An AR-15 round exploded in Pourciau's knee, bursting her popliteal artery. She started losing blood, fast.

"It's been very hard, I'm not going to lie," said Pourciau, "I've come a long way. God is good."

She's had five surgeries so far, and lives with a constant buzz of pain.

"It was terribly, terribly difficult to watch her hurt," said her mother, Kathleen Pourciau.

She said she often wondered about the guns used, but never about the 6,000 bullets.

"I just think, 'Wow, you can go on the Internet and buy that much. That's something I didn't realize," Pourciau said.

On its website and Facebook page, BulkAmmo lists its location as St.

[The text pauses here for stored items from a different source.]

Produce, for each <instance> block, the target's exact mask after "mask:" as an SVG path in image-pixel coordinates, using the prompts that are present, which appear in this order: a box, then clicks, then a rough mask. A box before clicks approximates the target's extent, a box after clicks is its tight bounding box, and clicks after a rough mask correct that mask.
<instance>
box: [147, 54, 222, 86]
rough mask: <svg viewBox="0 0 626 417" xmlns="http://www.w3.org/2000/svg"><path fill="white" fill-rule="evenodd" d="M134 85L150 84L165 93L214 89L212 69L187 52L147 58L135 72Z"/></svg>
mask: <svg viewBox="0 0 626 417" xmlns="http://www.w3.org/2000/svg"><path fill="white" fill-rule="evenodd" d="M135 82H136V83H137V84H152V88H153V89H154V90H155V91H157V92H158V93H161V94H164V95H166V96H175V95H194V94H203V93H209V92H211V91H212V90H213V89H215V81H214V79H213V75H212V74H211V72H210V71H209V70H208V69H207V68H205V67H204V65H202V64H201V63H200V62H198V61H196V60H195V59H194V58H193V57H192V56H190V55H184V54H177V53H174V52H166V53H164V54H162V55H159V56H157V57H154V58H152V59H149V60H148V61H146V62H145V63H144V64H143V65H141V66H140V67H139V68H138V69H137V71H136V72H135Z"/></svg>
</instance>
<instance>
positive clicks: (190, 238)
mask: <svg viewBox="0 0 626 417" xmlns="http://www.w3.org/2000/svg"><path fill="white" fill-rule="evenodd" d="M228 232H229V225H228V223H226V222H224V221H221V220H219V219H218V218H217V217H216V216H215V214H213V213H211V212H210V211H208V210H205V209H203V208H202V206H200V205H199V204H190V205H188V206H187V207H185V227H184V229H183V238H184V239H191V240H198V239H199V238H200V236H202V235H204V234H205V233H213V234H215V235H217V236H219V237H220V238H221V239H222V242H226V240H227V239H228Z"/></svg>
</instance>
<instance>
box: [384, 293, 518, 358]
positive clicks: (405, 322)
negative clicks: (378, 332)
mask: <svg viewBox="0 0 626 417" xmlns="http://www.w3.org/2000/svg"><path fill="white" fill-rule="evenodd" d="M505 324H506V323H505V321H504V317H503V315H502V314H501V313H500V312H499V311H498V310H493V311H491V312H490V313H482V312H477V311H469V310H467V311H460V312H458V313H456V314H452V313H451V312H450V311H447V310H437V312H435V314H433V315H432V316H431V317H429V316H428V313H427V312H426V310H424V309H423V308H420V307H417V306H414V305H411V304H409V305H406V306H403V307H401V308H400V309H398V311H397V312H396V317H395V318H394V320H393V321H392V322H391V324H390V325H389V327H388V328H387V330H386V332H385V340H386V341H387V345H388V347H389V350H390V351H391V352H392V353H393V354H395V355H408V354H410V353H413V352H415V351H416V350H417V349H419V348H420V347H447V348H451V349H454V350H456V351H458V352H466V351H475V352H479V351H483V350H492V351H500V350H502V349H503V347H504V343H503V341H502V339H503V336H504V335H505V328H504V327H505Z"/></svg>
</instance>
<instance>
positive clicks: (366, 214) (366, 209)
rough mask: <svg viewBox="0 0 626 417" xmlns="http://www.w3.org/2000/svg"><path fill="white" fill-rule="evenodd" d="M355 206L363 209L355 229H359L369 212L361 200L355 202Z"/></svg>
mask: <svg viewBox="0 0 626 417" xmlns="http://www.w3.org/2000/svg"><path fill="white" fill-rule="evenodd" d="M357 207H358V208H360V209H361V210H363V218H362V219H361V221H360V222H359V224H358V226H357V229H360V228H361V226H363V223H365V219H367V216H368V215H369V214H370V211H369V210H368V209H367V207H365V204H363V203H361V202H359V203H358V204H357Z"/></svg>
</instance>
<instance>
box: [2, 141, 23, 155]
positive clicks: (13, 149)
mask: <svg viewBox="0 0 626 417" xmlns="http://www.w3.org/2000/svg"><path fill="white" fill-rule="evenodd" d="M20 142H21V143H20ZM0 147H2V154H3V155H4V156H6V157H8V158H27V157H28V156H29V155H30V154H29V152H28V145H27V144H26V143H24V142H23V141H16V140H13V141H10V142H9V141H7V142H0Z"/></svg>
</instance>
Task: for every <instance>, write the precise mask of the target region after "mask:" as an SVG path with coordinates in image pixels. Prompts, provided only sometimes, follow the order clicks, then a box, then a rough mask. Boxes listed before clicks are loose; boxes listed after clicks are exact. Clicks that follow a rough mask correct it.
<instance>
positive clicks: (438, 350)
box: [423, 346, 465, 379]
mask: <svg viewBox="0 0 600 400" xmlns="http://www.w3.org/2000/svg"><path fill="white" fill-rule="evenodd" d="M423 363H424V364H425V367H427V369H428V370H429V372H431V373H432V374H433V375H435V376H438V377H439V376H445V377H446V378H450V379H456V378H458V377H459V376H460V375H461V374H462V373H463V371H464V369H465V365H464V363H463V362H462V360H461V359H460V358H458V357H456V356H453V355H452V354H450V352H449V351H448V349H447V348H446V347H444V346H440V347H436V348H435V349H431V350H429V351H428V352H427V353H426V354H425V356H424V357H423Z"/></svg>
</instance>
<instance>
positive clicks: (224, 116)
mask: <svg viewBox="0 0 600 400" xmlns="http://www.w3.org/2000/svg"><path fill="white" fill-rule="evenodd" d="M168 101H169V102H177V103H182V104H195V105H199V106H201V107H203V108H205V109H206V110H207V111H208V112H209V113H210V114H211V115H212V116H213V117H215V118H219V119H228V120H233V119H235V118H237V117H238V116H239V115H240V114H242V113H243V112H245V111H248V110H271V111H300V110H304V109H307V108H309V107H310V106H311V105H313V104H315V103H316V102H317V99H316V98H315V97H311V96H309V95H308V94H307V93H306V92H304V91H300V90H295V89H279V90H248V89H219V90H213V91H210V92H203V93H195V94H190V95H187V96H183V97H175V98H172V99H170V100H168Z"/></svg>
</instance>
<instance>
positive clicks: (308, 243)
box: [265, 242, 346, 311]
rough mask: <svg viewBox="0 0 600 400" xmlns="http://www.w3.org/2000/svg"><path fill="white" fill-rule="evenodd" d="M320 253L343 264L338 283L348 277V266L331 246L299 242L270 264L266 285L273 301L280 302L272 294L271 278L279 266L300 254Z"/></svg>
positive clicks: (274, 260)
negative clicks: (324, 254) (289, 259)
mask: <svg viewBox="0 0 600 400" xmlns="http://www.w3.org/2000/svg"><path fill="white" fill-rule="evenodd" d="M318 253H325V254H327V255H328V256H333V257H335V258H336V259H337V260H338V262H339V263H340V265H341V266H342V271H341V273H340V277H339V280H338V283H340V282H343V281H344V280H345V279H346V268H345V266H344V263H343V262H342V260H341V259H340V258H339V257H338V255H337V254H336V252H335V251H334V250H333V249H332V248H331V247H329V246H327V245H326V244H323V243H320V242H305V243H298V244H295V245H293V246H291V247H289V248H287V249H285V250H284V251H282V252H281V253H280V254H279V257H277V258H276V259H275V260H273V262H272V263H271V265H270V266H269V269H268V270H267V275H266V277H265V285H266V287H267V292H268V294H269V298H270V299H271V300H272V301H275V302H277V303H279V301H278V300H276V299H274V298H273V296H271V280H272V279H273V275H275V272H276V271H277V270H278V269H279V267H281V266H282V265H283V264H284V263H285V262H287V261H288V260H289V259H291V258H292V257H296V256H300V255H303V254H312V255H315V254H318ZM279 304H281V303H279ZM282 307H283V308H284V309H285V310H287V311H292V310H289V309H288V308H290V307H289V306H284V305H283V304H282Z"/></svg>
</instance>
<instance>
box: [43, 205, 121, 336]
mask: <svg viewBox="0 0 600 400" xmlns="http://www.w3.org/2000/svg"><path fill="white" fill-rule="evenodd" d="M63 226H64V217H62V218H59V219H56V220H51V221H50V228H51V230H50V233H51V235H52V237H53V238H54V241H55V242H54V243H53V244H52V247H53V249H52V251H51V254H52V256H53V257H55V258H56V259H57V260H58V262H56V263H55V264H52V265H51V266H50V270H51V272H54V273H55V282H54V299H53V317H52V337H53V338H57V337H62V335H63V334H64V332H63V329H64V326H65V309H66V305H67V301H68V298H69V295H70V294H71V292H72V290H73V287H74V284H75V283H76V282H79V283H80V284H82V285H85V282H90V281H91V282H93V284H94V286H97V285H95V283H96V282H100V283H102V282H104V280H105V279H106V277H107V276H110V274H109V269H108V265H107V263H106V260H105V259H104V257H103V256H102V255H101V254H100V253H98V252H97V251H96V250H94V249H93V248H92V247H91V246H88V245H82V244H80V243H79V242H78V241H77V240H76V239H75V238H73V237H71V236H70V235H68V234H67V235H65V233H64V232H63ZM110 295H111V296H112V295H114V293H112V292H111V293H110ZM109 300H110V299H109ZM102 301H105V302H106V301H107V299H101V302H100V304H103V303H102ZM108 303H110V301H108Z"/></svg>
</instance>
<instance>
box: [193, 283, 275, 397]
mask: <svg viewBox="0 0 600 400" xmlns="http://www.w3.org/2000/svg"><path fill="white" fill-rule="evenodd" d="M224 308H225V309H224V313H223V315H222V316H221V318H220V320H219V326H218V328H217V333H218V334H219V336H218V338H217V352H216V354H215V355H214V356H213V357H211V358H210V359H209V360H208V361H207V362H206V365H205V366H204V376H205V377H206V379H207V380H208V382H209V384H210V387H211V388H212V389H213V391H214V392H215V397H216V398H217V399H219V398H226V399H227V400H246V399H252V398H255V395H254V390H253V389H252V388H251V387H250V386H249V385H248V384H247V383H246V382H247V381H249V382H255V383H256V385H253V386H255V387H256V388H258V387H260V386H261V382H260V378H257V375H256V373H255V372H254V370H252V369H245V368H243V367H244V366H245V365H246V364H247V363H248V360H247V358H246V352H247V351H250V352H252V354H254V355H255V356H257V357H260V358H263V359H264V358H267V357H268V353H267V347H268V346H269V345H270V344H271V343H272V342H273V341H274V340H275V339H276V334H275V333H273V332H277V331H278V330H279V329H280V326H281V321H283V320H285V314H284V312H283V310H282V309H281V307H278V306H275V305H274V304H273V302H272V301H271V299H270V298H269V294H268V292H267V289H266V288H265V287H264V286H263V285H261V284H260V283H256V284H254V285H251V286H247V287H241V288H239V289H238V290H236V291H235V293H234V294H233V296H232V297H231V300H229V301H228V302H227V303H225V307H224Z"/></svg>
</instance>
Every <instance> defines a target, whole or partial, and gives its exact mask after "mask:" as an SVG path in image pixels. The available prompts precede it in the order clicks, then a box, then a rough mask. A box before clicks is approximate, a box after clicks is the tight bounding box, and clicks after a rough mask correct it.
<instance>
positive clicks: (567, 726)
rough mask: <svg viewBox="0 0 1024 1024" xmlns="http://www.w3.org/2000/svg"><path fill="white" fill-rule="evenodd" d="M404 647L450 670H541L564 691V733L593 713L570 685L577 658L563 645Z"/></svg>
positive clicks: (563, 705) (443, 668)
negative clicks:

Louis, Mo., and indicates that's the location for its warehouse. Instead it uses a virtual post office box, which allows companies to look like they're somewhere else.

The company is officially registered with the Secretary of State in Tennessee under the name LuckyGunner.com. That website is linked to half a dozen others. Their address is a UPS store in Knoxville.

The two entrepreneurs who founded the websites, Jordan Mollenhour and Dustin Gross, also live in Knoxville. No one would open the door at either of their homes.

The only office address Fleischer could locate was for another Knoxville business owned by the pair. The people working inside refused to answer the locked door.

BulkAmmo and LuckyGunner each guarantee on their websites that the products are ready to ship because of a real-time inventory system.

LuckyGunner acknowledges using the shipper in Atlanta. Fleischer found evidence showing BulkAmmo uses Webgistix too, thanks, in part, to a YouTube phenomenon where satisfied customers post videos of themselves opening their packages of ammo. In several cases, the visible packing slips reveal the address for Webgistix's warehouse in Atlanta.

That means the Fulton County warehouse would have had to store the hundreds of thousands of rounds of ammunition advertised as "in stock" on both websites.

Earlier this month, after Fleischer visited the Atlanta Webgistix warehouse, Channel 2 placed orders with BulkAmmo and LuckyGunner. Both shipments arrived under two new shipper names, each with the same originating address in Knoxville.

But LuckyGunner's federal firearms license doesn't use any of the four Knoxville addresses, it also uses Webgistix's address as its own premises location.

"We just didn't know what the relationship was between the two companies?" Fleischer asked the woman at Wegistix's Atlanta warehouse.

"Unfortunately we can't answer any questions on it," she replied.

Webgistix did have to answer to Fulton County earlier this year, after the county caught the company operating without a business license. The company filed paperwork in May 2013, stating it started operating in June 2012, the same month Holmes ordered his ammunition.

But one of the YouTube videos with an Atlanta packing slip was posted months earlier in February 2012.

Channel 2 also found several Webgistix news releases, saying the actual opening of the Atlanta facility was in October 2011.

"It's outrageous," Kathleen Pourciau said. "They're obviously trying to cover something up. I mean why are they hiding. What are they hiding?"

Fulton County intends to find out.

The county's finance director announced he will audit Webgistix after Channel 2 inquired about the questionable dates on the paperwork.

Pourciau just wants honesty.

"I think in every single business you should always be straightforward and clear cut," she said.

Just hours before our story aired, Channel 2 Action News received a call from a man describing himself as a Webgistix spokesman. He refused to give his name or job title.

The spokesman said any failure to comply with Fulton County’s business license regulations was an oversight and was immediately addressed upon hearing from the county.

He refused to address the inaccuracy in the operating date provided to Fulton County, saying it depended on the definition of the word ‘operating.’

He said Webgistix was unaware that LuckyGunner.com had used the Webgistix warehouse address on its federal firearms license.

He confirmed the online ammunition companies are no longer Webgistix customers and ammunition is no longer stored in the South Fulton warehouse.